De Raad van State merkt ook op dat met het versoepelen van de regels risico’s worden gelopen bij de uitvoering van de Nitraatrichtlijn. Dat blijkt ook uit het feit dat de Europese Commissie nog niet wil besluiten over het Nederlandse verzoek voor derogatie totdat zij het hele mestbeleid van Nederland hebben goedgekeurd. De leden van de PvdD-fractie wijzen er nogmaals op dat de Europese Commissie al heeft aangegeven niet akkoord te zullen gaan met enkel end-of-pipe maatregelen. Be- en verwerking van mest is uiteraard slechts een end-of-pipe maatregel. De leden van de PvdD-fractie gaan er dan ook vanuit dat de Europese Commissie niet akkoord zal gaan met de Nederlandse plannen en verzoeken van Nederland, en horen graag van de regering waarom zij denkt dat dit anders zal zijn. De leden van de PvdD-fractie willen tevens graag weten welke mestverwerkingspercentages vastgesteld gaan worden, waarop deze percentages gebaseerd gaan worden en wat de beoogde planning hiervan is.
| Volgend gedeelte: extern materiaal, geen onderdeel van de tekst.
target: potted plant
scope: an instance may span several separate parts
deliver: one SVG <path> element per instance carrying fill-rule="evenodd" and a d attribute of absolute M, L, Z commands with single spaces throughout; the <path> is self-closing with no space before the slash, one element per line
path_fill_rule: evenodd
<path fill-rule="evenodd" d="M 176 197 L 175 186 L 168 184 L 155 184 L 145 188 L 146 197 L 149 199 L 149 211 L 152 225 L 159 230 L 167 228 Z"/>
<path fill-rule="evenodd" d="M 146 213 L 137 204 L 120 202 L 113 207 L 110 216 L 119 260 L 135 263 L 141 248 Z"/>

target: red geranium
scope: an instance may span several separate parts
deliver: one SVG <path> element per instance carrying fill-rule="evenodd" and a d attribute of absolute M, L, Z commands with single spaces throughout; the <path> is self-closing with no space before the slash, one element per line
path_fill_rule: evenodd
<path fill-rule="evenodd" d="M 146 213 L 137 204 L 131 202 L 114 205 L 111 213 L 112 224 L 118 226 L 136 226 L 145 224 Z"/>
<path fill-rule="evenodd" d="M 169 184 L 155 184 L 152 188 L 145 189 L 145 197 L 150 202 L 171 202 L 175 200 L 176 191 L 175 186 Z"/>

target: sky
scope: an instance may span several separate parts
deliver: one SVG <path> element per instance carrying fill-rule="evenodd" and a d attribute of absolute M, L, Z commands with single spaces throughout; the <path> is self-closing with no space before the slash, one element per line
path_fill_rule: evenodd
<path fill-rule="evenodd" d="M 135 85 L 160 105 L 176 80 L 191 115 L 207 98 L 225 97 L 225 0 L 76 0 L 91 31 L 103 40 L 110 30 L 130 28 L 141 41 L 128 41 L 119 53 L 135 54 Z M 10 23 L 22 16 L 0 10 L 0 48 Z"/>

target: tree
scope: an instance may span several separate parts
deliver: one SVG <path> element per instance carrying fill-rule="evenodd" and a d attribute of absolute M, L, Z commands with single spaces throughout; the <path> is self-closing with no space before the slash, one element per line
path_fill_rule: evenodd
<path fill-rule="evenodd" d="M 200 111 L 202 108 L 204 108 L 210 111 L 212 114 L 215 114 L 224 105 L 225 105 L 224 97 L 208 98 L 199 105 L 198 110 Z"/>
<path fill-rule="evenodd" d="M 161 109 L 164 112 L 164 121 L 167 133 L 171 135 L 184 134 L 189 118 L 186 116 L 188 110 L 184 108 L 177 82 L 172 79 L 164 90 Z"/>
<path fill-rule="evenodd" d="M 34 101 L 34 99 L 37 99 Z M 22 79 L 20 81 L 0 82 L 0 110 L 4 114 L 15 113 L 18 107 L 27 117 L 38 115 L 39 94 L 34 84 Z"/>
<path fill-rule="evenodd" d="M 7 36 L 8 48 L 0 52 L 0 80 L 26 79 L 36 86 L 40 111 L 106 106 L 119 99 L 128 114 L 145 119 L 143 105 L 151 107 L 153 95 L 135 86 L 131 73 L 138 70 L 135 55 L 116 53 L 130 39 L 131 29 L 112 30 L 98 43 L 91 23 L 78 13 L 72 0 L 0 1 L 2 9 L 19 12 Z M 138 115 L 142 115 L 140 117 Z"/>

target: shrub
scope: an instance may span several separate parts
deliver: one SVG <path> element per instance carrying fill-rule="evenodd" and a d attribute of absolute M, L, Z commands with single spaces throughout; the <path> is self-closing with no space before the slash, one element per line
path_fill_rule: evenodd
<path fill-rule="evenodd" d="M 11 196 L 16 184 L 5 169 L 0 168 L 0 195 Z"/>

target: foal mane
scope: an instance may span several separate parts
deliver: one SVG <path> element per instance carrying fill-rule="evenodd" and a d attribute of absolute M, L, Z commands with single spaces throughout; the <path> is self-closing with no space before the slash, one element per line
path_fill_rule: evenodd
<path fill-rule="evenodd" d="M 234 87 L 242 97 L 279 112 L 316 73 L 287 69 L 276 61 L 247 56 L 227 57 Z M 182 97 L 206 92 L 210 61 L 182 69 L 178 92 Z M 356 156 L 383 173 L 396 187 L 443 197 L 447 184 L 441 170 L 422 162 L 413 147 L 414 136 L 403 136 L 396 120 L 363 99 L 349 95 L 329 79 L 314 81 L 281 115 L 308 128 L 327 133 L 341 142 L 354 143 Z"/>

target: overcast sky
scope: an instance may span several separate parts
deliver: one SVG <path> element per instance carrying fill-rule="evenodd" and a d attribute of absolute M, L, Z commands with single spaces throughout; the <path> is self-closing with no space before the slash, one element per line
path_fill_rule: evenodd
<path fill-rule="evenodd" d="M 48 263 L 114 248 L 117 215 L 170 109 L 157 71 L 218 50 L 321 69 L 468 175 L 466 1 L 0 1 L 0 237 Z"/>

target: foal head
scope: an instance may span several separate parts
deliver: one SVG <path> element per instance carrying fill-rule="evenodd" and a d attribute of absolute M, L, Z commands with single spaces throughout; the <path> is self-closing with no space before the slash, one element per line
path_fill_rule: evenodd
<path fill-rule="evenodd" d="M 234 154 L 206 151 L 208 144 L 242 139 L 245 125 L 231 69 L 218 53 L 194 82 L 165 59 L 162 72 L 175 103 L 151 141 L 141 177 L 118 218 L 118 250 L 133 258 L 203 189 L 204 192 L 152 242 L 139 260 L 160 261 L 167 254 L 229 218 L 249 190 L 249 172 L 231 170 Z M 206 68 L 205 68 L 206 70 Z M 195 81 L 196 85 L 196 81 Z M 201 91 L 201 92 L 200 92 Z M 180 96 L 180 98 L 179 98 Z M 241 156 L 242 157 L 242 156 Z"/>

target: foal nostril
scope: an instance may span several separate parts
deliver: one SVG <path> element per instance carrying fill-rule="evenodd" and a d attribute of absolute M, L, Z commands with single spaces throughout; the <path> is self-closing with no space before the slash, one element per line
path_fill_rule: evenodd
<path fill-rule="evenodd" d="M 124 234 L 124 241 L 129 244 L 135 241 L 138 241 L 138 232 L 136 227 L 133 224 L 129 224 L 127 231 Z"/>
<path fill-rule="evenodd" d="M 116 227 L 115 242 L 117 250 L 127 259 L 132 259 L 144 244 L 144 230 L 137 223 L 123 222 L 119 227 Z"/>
3. Registratieverplichting voor intermediairs en Bibob-toetsing

De leden van de VVD-fractie lezen dat de afzetkosten van mest zodanig hoog zijn, dat het niet naleven van de regels bij de mestafzet, waarmee die kosten kunnen worden bespaard, aantrekkelijk is voor elk van de partijen die mest onder zich heeft en deze moet afzetten. Kan de regering aangeven op welke wijze dit wetsvoorstel kan bijdragen aan het reduceren van de afzetkosten van mest? Welke andere acties en maatregelen kunnen de sector en overheid nemen die ervoor zorgen dat de afzetkosten van mest dalen?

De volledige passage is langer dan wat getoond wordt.